6

Когда рано утром Алеко Никитич и Индей Гордеевич запирались в кабинете, предварительно вызвав туда же Зверцева или критика Сверхщенского или Свища из отдела Пегаса, остальные сотрудники журнала «Поле-полюшко», перемигиваясь, сообщал и друг другу полушепотом: «Пугают друг друга». И если кого-то очень интересовало, что именно происходило в кабинете, то, приложив ухо к двери, он мог услышать следующее:

АЛЕКО НИКИТИЧ (таинственно). А не кажется вам, Индей Гордеевич, что этот автор…

ИНДЕЙ ГОРДЕЕВИЧ (вникая). Кажется, Алеко Никитич, кажется. Еще как кажется. Мне и раньше казалось.

ЗВЕРЦЕВ. Мне вообще-то так не казалось, но если вам кажется, Алеко Никитич…

АЛЕКО НИКИТИЧ (демократично). Не только мне. Индею Гордеевичу тоже кажется.

ИНДЕЙ ГОРДЕЕВИЧ (поспешно и не сомневаясь). Безусловно кажется.

СВЕРХЩЕНСКИЙ (многозначительно). История, между прочим, помнит случаи, когда аналогичным образом хоронились гениальные творения.

СВИЩ (торопливо, испуганно). Счастье-то какое, Алеко Никитич, что вам вовремя показалось. А мне, каюсь, и в голову не могло прийти… Молодой еще, молодой… Вот урок-то всем нам… Счастье-то какое…

АЛЕКО НИКИТИЧ (удовлетворенно).

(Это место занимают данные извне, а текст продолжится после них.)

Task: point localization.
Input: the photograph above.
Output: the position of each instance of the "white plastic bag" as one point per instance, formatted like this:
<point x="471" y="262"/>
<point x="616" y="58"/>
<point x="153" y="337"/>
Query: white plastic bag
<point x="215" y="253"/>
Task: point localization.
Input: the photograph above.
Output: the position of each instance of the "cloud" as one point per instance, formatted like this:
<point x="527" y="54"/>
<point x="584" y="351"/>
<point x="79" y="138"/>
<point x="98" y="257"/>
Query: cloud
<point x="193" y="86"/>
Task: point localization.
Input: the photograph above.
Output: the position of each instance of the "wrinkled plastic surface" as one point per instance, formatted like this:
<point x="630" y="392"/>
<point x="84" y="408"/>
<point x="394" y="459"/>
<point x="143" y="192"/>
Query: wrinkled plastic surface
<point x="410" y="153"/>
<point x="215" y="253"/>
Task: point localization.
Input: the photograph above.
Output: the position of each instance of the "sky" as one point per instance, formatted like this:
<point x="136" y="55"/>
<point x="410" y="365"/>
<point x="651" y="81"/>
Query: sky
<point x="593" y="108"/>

Я, честно говоря, сначала думал, что мне показалось… Но вот и Индею Гордеевичу тоже кажется.

СВИЩ (не без самобичевания). Ой, и глупый же я! Учить, учить меня надо! Просто не понимаю, как это мне сразу не могло показаться?!

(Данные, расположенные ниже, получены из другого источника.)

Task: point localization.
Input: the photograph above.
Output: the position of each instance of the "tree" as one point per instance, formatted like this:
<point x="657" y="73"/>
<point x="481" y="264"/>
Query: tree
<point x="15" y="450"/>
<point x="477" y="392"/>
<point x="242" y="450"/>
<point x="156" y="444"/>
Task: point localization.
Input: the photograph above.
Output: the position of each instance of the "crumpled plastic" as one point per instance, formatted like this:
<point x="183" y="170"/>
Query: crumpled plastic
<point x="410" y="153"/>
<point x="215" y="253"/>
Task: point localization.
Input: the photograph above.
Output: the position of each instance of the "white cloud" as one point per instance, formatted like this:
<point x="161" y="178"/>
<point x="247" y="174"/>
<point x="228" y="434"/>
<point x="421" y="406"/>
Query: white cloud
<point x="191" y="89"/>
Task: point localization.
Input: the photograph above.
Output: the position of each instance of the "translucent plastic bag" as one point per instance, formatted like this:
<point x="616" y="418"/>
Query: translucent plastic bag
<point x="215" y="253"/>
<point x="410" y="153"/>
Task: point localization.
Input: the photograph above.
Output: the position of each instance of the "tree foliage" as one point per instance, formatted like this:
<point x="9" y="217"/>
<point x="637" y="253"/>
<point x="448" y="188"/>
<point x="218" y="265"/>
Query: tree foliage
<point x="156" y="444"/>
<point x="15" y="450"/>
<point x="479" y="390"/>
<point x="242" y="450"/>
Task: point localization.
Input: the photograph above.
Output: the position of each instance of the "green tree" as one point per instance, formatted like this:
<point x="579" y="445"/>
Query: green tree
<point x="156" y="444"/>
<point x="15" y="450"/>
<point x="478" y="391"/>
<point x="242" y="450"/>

АЛЕКО НИКИТИЧ (предостерегающе). Того и гляди угодили бы в какую-нибудь белогвардейскую газетенку… (Озорно). А вот мы сейчас перезвоним Н.Р. да себя и перепроверим… (Набирает номер, в трубку). Ариадна Викторовна, Н.Р. у себя?.. Соедините, милая!.. Добрый день!.. Как здоровье?.. Супруга как? Ну и отлично! Привет ей… Хочу вам тут один абзац прочитать… (Читает абзац). Ну, что скажете? Нравится? Нам тут тоже нравится… А не кажется ли вам, что… Кажется? Вот и мне кажется…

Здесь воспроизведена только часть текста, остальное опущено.